Photographe et alpiniste de renommée internationale, Cory Richards se vend alors très bien. Il est le seul Américain à avoir gravi un sommet de plus de 8 000 mètres en hiver et en a tiré un documentaire multirécompensé, "Cold". National Geographic l’a envoyé aux quatre coins du monde. Et c’est sa photo la plus célèbre que le magazine publie en couverture de son numéro spécial 125e anniversaire. Une image saisissante, le résultat d'un événement qui a failli se terminer en tragédie. En 2011, Cory est pris dans une avalanche alors qu'il descend du premier sommet hivernal réussi du Gasherbrum II. Il survit miraculeusement et prend un autoportrait de son visage désemparé, encadré par des lunettes de protection et une barbe recouverte de neige. Cinq ans plus tard, en 2016, on le voit raconter son ascension de l’Everest sans oxygène en direct, sur les réseaux sociaux.
Ca c’est la face ensoleillée de sa vie. Car, dans l’ombre, le photographe souffre de bipolarité depuis son adolescence, trouble auquel s’ajoutera le syndrome de stress post-traumatique après l'avalanche. Toute sa vie, il luttera contre ses démons.
"L’escalade a le pouvoir de rendre la vie plus légère en amplifiant les risques de la gravité"

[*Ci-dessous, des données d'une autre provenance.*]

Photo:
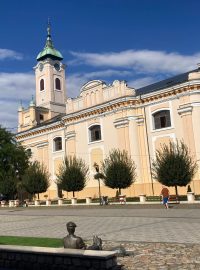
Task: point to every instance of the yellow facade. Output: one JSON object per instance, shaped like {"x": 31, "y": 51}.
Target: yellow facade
{"x": 125, "y": 117}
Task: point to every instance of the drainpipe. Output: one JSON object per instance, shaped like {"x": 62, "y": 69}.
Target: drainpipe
{"x": 152, "y": 187}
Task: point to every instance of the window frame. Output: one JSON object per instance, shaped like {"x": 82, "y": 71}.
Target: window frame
{"x": 92, "y": 135}
{"x": 160, "y": 119}
{"x": 55, "y": 144}
{"x": 42, "y": 80}
{"x": 57, "y": 80}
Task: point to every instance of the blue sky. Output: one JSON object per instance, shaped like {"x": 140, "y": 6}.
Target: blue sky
{"x": 137, "y": 41}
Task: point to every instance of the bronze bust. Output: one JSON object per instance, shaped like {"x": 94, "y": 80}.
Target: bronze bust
{"x": 71, "y": 240}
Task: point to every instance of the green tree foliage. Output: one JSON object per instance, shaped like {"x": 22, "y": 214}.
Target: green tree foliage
{"x": 14, "y": 160}
{"x": 36, "y": 178}
{"x": 173, "y": 165}
{"x": 72, "y": 175}
{"x": 119, "y": 170}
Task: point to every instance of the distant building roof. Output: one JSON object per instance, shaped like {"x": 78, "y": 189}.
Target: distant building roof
{"x": 164, "y": 84}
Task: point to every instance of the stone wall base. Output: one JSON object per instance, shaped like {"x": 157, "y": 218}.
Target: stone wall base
{"x": 38, "y": 258}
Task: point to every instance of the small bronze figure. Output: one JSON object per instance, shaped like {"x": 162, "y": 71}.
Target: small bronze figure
{"x": 71, "y": 240}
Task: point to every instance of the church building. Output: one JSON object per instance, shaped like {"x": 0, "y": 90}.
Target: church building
{"x": 104, "y": 117}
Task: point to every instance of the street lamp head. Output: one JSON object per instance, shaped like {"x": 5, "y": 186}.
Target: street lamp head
{"x": 96, "y": 166}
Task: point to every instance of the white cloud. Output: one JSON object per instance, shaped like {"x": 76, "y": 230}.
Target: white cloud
{"x": 13, "y": 88}
{"x": 142, "y": 61}
{"x": 6, "y": 53}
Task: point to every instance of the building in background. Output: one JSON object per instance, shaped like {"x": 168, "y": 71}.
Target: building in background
{"x": 104, "y": 117}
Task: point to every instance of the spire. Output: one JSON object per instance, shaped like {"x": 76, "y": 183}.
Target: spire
{"x": 20, "y": 107}
{"x": 49, "y": 42}
{"x": 49, "y": 51}
{"x": 32, "y": 102}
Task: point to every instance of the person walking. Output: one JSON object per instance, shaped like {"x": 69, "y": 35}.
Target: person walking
{"x": 165, "y": 196}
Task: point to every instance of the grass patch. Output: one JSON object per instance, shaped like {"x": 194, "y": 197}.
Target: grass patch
{"x": 31, "y": 241}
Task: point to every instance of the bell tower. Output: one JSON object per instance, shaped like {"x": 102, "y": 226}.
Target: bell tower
{"x": 50, "y": 78}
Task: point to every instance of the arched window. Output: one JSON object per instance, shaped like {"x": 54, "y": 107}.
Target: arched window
{"x": 95, "y": 133}
{"x": 162, "y": 119}
{"x": 57, "y": 144}
{"x": 58, "y": 84}
{"x": 41, "y": 84}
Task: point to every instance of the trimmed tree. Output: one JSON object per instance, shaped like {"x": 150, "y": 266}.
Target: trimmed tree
{"x": 36, "y": 179}
{"x": 72, "y": 175}
{"x": 173, "y": 165}
{"x": 14, "y": 160}
{"x": 118, "y": 170}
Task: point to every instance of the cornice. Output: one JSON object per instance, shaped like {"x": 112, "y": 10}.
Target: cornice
{"x": 121, "y": 122}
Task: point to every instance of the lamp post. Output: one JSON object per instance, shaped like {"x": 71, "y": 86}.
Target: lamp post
{"x": 96, "y": 166}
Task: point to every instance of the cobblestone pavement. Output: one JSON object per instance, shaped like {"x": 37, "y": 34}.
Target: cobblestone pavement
{"x": 165, "y": 256}
{"x": 158, "y": 238}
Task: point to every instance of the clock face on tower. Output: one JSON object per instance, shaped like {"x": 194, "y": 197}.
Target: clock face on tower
{"x": 41, "y": 66}
{"x": 57, "y": 67}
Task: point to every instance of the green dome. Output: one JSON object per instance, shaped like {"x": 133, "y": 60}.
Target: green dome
{"x": 49, "y": 51}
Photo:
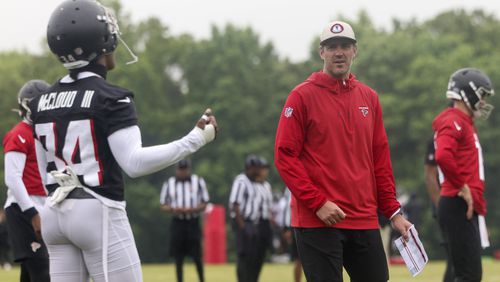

Cory Richards est né à Salt Lake City en 1981. Ses parents l'ont initié très tôt, ainsi que son frère aîné, au ski et à l'escalade. Mais derrière ce vernis idyllique, son enfance est également marquée par ce qu'il décrit comme des relations familiales « toxiques » et « violentes ». À l'âge de 12 ans, on lui diagnostique une dépression. Pendant plusieurs années, il fait des allers-retours entre les hôpitaux psychiatriques, enchaînant les programmes censés le guérir.
A l’adolescence, c’est l’escalade qui le sauve. « Je remarque que l’escalade a le pouvoir de rendre la vie plus légère en amplifiant les risques de la gravité. Pour la première fois d’aussi loin que je me souvienne, je suis vraiment en paix. Je cherche aussi des frères et je découvre qu’avec le risque, les liens profonds se nouent exceptionnellement vite », raconte-t-il dans sa biographie. Il est doué, les réussites vont s’enchaîner. Le Denali, la face sud de l'Aconcagua, l'Ama Dablam. Il passe deux mois sur le Makalu, avec Steve House. Entre-temps, il entame une carrière de photographe, publiant des photos dans Rock and Ice et Climbing. C'est à la fin de la vingtaine que la carrière alpine de Richards prend son envol, avec deux ouvertures. Sur le Kwangde Shar avec Ines Papert, et sur le Tawoche avec Renan Ozturk. Il gravit aussi en solitaire le Lhotse et réalise la première ascension hivernale du Gasherbrum II avec Simone Moro et Denis Urubko, devenant ainsi le seul Américain à gravir un sommet de 8 000 mètres en hiver, un titre qu'il détient toujours. Lors de la descente, l'équipe est prise dans une avalanche. Un drame qui le rendra célèbre à la publication du fameux autoportrait.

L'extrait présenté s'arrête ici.